230km in 2 days
I’m writing in the bustling metropolis of Aberdeen WA, which I have not once been able to say without Paula Deen influencing every syllable ‘Ah-burr-dheen’. It’s so fun to say that I’ve been saying, screaming, singing, it for the past 150km since finding it on the map. When I said I do my best thinking on the bike, I meant 1/4 of the time there are profound moments of clarity and insight to be had, and the rest of the time is spent ‘durping’; singing the most awful songs that I didn’t even know I knew and talking to myself about nothing I care to ever rehash. I sit on the sidewalk using a closed coffee shop’s wifi , a carton of wine not far from reach, and a body aching from exertion and sun. When you read one of my posts, you can almost guarantee that I am exactly as I am now, more or less spirited or cliched depending.
Aberdeen is exactly as it sounds zzzz, but has presented me with one gift, and it came in the form of 2 travellers. Meet Alexander and Eina; a son and mother duo from Arizona, who at first glance are unkempt and weather torn, dressed in sun bleached tweed and impractical layers of varying degrees , skin bronze and hair yellow like straw, their eyes mad with life and knowing. They went for a bike ride from his farm in AZ to escape the heat of the day and 4 months later find themselves on the 101 in Washington state. They just decided to keep going. They’re riding cruisers, and have bags strapped to their handlebars with bamboo and twine holding it all together, which they spend a lot of time pushing because the setup would make any hobo proud. They shared cherries freshly picked off the road side, grilled me with questions and sound advice, and left me a very important contact in N.Cal for when I arrive there. They’re heading down the same road I left behind.
Oh and that road. The absolute joy of riding on a desolate rainforest highway, the fog just above the tree line so thick with moisture that drops of water hit my grinning cheeks and what comes is a mystery until I happen about it. The grandness of the ocean pressing so closely to the shore, so hazy and obstructed by fog that only the sound of the waves can fill in what the eyes can not interpret.
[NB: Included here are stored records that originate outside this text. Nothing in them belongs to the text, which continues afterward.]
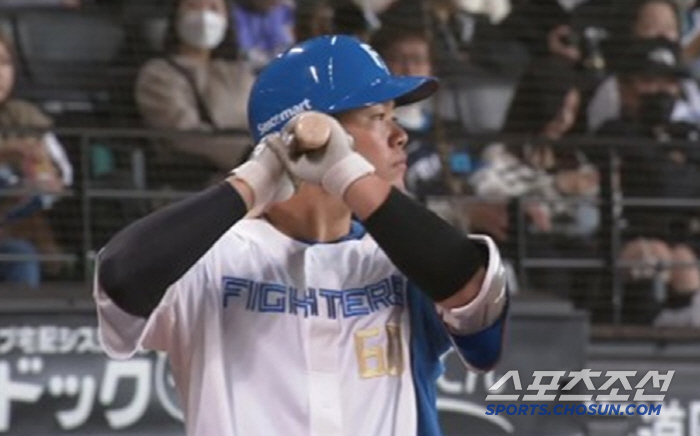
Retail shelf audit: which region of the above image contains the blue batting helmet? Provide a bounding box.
[248,35,437,142]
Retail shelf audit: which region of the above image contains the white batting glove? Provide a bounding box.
[270,115,375,198]
[231,133,294,216]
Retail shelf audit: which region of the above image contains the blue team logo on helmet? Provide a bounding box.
[248,35,437,142]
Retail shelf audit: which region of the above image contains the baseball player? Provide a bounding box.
[94,36,508,436]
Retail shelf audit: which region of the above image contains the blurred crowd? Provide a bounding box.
[0,0,700,326]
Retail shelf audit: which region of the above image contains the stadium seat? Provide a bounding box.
[15,10,130,126]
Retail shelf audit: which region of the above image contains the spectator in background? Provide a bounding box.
[598,38,700,324]
[586,0,700,132]
[471,57,599,304]
[294,0,333,42]
[332,0,379,42]
[136,0,254,188]
[371,26,508,249]
[231,0,294,70]
[0,30,73,287]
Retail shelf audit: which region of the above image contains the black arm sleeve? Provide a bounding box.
[365,188,487,301]
[98,182,246,318]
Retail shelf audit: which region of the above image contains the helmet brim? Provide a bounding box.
[327,76,438,113]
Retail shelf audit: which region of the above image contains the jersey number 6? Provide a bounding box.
[355,324,403,378]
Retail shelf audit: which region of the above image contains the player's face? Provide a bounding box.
[339,102,408,189]
[0,42,15,101]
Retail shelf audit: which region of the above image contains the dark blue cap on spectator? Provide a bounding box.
[617,38,690,78]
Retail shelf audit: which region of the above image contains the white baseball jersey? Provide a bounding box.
[95,219,500,436]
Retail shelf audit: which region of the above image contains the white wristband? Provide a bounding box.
[231,160,275,213]
[321,153,374,198]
I spent last night at Ruby Beach, a place so beautiful that any name or word you use to describe it only putrefies it. A sign with an arrow pointing down the road that leads to the beach could be the only marker and it would be the better for it. I arrived so torn up after a long ride, that despite the ‘no camping’ signs, I ended up there for the rest of the evening and into the night, so peaceful and comfortable, noshing on avocado/kale/sprouted bread/cayenne/pink salt sandwiches, snoozing, and breathing to the sounds and smells all around me. I watched the sun set, one that only the west coast could ever do justice, and pitched my tent in the only space where prying eyes and the mighty winds could be kept under control. The best sleep.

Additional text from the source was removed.